Ich bin bereits stolzer Besitzer einer modifizierten Tele von Al, die Electric Suzie. Umso gespannter war ich jetzt auf weitere Gitarren aus dem Hause DCA. Al hat uns zum Testen für einige Tage die Green Lantern aus der neuen Collection geschickt. Dabei handelt es sich um eine DCA Premium Gitarre mit vergoldeter Hardware von GFS mit tollen Pickups und Tremolo.
KURZREVIEW:
- Look: Absolut eigenständig und kreativ.

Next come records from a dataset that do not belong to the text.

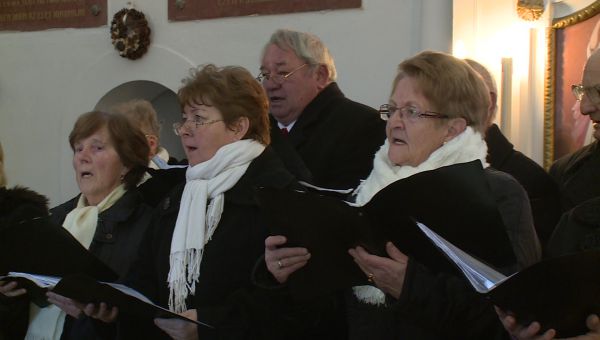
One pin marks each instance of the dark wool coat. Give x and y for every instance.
(540, 187)
(17, 205)
(333, 142)
(577, 176)
(225, 296)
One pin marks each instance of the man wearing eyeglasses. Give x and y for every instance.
(578, 174)
(322, 136)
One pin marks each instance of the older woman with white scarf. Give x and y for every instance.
(435, 117)
(207, 234)
(108, 217)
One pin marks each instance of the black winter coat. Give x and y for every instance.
(540, 187)
(118, 235)
(436, 305)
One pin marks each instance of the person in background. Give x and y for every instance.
(578, 177)
(323, 137)
(437, 115)
(155, 183)
(141, 113)
(540, 188)
(2, 174)
(577, 174)
(107, 217)
(17, 206)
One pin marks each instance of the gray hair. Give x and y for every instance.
(306, 46)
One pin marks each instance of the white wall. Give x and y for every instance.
(48, 78)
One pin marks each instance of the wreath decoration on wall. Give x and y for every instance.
(130, 33)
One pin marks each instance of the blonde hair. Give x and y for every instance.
(305, 46)
(234, 92)
(2, 175)
(140, 113)
(450, 85)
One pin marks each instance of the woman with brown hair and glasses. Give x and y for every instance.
(107, 217)
(435, 118)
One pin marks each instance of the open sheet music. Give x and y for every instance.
(87, 290)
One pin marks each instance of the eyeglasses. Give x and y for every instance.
(591, 91)
(197, 121)
(410, 113)
(278, 78)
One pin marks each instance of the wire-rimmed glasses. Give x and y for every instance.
(591, 91)
(197, 121)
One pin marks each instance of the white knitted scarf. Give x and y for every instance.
(200, 212)
(47, 323)
(466, 147)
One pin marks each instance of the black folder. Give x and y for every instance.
(455, 201)
(42, 247)
(559, 293)
(83, 288)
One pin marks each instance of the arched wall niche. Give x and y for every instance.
(164, 101)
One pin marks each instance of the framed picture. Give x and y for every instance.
(571, 40)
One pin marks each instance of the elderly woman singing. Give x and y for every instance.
(435, 118)
(208, 234)
(108, 217)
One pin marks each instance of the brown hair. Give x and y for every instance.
(450, 85)
(234, 92)
(2, 175)
(140, 113)
(129, 142)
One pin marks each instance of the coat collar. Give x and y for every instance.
(312, 113)
(499, 147)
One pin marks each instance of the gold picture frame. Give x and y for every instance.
(560, 75)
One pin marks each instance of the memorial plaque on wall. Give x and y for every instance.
(181, 10)
(37, 15)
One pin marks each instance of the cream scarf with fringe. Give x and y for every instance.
(47, 323)
(466, 147)
(200, 212)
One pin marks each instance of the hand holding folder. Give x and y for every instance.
(84, 289)
(455, 200)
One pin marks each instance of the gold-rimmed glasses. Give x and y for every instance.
(278, 78)
(197, 121)
(409, 113)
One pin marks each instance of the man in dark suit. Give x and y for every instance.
(540, 188)
(327, 139)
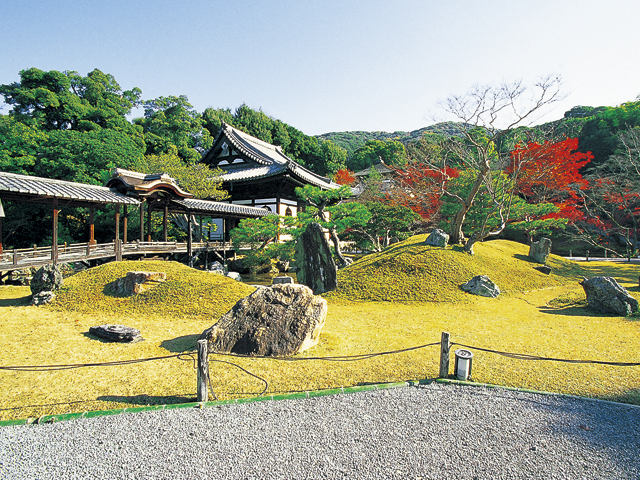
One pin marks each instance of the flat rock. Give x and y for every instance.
(605, 294)
(138, 282)
(543, 269)
(280, 320)
(481, 285)
(117, 333)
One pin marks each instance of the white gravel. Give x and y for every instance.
(434, 431)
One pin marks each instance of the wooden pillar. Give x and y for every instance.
(117, 223)
(125, 224)
(142, 220)
(54, 246)
(92, 227)
(190, 238)
(203, 371)
(148, 221)
(445, 347)
(165, 216)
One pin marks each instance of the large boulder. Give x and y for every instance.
(47, 278)
(280, 320)
(540, 251)
(137, 282)
(316, 268)
(437, 238)
(481, 285)
(606, 295)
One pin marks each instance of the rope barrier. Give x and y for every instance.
(524, 356)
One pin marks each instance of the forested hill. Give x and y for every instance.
(351, 141)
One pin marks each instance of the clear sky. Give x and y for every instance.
(332, 65)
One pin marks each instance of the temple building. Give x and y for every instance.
(259, 174)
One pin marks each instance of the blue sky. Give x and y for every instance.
(332, 65)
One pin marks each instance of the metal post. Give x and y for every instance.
(445, 346)
(203, 370)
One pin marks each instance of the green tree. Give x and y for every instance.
(320, 200)
(68, 101)
(171, 122)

- Handling: Liegt fantastisch in der Hand, tolle Balance, macht Spass! Die Bespielbarkeit des Halses hat leider nicht unseren Geschmack getroffen (Update: Al hat einen neuen Hals bestellt und wird ihn austauschen, sobald ich die Gitarre zurück geschickt habe).
- Sound: Karamell mit Sahne! Grosse Klasse! Vor allem der Neck-Pickup hat es uns angetan. Vom Tele-Twang bis zum satten Lead bleiben keine Wünsche offen. Tolles Sustain!
- Verarbeitung: Echte liebevolle Handarbeit. Wir haben die Green Lantern noch vor der Endkontrolle bekommen, das Finishing und Polishing wird immer erst kurz vor dem Verkauf gemacht.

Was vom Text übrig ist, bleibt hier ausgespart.